Phase 1: Containment

# Stop agent and block outbound network
systemctl stop moltbot 2>/dev/null
systemctl stop openclaw 2>/dev/null
docker stop clawdbot 2>/dev/null

# Block outbound network from the agent user account (Linux)
sudo iptables -A OUTPUT -m owner --uid-owner "$USER" -j DROP

Phase 2: Build the Attack Timeline

The chain_hash field in openclaw-telemetry links every event to the previous one. If any hash fails to match the previous event's hash, log tampering occurred — note the break point, because everything before it is reliable evidence and everything after may have been modified.

# Build chronological timeline of all tool executions
cat "$INCIDENT_DIR/openclaw-logs/telemetry.jsonl" \
  | jq -r 'select(.event_type == "tool_executed")
    | [.timestamp, .tool_name, (.tool_args | tostring)] | @tsv' \
  | sort > "$INCIDENT_DIR/tool-execution-timeline.tsv"

# Identify first anomalous event
cat "$INCIDENT_DIR/openclaw-logs/telemetry.jsonl" \
  | jq 'select(
      .event_type == "tool_executed"
      and .tool_name == "file_read"
      and (.tool_args.path | test("\\.ssh|\\.aws|\\.bak|credentials"))
    )
    | {timestamp, path: .tool_args.path}' \
  | head -1

Phase 3: Determine Scope of Credential Exposure

The forensic question your CISO will ask is "what did the attacker get?" Work through this systematically:

# Enumerate what credential files existed and when they were last accessed
stat ~/.moltbot/moltbot.json 2>/dev/null
stat ~/.clawdbot/clawdbot.json 2>/dev/null

# Check OS audit log for Keychain access events (macOS)
log show --predicate 'eventMessage contains "Clawdbot"' \
    --start "2026-01-27 00:00:00" 2>/dev/null \
    | grep -i "keychain\|secret\|api_key"

# Linux: check Secret Service access audit
journalctl --since="2026-01-27" | grep -i "secret service\|clawdbot\|openclaw" 2>/dev/null

# Review email_send tool calls for external recipients
cat "$INCIDENT_DIR/openclaw-logs/telemetry.jsonl" \
  | jq 'select(
      .event_type == "tool_executed"
      and .tool_name == "email_send"
    )
    | {timestamp, recipients: .tool_args.recipients, subject: .tool_args.subject}'

Phase 4: Assess Skill Integrity

If the compromise came via a malicious skill, identify which skill, whether it modified SOUL.md, and whether it created any persistence mechanisms.

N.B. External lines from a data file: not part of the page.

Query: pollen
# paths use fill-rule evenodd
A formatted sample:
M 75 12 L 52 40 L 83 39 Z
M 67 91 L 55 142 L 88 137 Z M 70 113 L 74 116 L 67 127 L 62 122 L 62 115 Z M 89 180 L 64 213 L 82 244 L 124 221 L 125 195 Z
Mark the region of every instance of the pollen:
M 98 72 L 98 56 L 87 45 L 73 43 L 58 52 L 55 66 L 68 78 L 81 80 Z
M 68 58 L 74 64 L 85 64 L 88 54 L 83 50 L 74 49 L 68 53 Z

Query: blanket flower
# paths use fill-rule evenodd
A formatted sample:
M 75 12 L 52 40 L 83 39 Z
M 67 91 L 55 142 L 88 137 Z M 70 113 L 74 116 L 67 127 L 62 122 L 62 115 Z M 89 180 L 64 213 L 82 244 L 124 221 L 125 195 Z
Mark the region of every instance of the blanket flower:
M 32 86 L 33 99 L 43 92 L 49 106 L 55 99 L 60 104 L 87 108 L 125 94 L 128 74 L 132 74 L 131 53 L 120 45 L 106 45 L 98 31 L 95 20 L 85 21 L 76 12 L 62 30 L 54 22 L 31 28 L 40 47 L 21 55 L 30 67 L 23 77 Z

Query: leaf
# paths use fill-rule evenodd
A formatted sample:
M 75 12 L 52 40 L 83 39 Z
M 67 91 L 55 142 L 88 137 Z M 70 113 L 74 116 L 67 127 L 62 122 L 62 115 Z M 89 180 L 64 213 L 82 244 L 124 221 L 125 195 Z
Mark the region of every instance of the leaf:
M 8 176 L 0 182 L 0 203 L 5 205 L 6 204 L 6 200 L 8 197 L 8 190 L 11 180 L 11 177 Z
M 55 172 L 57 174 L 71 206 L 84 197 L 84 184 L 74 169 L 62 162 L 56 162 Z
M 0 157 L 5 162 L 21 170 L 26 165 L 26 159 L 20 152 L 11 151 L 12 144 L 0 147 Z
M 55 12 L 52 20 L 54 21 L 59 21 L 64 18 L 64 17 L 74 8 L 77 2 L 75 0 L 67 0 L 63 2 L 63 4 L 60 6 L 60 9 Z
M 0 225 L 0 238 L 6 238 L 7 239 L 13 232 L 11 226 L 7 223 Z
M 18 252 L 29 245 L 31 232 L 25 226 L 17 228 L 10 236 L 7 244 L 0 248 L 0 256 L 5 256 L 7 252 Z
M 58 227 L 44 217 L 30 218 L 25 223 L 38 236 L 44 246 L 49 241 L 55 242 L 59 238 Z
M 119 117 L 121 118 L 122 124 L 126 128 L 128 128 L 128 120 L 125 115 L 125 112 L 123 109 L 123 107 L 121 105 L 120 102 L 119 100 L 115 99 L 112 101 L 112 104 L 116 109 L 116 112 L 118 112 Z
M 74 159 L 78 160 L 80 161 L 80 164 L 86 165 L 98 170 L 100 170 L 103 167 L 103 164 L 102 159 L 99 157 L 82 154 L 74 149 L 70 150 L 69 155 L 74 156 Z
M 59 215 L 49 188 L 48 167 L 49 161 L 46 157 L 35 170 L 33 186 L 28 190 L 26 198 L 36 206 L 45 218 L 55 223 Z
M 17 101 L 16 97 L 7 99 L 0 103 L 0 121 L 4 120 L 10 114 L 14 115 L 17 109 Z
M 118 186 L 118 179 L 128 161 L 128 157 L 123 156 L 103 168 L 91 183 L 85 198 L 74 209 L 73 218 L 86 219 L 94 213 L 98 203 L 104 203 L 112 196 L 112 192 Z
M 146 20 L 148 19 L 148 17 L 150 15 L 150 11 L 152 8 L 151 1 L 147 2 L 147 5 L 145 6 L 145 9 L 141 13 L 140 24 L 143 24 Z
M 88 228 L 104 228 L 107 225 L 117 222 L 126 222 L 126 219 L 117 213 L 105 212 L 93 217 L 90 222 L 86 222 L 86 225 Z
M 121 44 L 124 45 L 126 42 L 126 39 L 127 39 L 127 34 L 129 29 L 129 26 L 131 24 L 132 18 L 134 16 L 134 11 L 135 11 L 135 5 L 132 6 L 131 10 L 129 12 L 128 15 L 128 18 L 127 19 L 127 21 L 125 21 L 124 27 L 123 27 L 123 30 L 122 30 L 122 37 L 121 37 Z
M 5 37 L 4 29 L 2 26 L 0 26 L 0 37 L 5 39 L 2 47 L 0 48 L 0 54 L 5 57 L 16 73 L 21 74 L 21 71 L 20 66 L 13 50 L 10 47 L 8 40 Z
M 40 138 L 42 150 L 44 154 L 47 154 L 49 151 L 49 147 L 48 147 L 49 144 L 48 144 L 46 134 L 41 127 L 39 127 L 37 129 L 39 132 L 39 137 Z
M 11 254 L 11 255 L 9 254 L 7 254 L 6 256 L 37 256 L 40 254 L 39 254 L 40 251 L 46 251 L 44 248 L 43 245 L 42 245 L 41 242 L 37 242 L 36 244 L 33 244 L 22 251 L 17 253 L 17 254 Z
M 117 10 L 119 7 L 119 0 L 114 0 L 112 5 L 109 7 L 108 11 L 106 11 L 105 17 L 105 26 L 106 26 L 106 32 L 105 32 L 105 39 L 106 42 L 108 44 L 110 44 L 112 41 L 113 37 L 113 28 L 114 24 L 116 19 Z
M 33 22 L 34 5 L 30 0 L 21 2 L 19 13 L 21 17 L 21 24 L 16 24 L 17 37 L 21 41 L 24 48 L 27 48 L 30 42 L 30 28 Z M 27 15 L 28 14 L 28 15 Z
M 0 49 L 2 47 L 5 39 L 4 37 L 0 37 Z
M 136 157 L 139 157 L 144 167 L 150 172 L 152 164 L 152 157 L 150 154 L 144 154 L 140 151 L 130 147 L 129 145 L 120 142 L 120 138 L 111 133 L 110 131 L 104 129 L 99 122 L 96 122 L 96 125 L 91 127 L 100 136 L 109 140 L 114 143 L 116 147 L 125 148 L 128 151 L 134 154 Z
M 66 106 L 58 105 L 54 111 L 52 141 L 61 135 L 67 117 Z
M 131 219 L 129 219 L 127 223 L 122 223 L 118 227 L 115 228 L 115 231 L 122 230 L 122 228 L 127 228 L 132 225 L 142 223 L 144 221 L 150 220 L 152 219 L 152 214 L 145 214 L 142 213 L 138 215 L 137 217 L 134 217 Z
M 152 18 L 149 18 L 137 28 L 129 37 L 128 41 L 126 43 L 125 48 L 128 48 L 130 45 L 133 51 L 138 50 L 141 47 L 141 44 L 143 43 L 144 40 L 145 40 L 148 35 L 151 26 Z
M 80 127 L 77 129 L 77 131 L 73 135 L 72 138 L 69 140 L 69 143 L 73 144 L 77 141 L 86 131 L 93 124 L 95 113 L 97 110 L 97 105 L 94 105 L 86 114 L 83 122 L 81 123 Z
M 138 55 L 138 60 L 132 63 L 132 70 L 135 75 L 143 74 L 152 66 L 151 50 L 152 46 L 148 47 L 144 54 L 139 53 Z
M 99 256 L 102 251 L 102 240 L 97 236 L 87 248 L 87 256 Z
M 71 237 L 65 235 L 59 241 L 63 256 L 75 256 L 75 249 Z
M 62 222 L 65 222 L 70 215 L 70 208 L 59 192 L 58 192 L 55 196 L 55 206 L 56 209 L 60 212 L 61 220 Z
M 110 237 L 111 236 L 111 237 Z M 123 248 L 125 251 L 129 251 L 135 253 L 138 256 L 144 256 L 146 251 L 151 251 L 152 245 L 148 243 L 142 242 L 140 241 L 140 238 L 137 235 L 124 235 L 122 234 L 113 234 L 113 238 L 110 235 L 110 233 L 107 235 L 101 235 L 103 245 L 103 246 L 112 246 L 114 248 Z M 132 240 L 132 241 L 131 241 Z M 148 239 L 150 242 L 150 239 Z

# Compare current skill hashes against your baseline manifest
python3 skill_manifest.py \
    --compare "$INCIDENT_DIR/../manifest_baseline.json" \
    --output "$INCIDENT_DIR/manifest-at-incident.json"

# Check SOUL.md for injected instructions
# Look for: scheduled task references, external URLs,
# unusual behavioral directives, base64-encoded content
cat "$INCIDENT_DIR/SOUL.md.evidence" | grep -E \
    "(schedule|cron|http|base64|eval|exec|ignore.*previous|override)"

# Check for scheduled tasks created by the agent (Linux)
crontab -l 2>/dev/null | grep -v "^#"
systemctl list-units --type=service | grep -i "openclaw\|moltbot\|clawd"

→ Automated forensic collection scripts — collect_evidence.sh, build_timeline.sh, check_credential_scope.sh, verify_hash_chain.py

---

IOC Reference

Framework mapping: NIST CSF ID.RA (Risk Assessment), DE.CM-1 (Network monitored for attack events)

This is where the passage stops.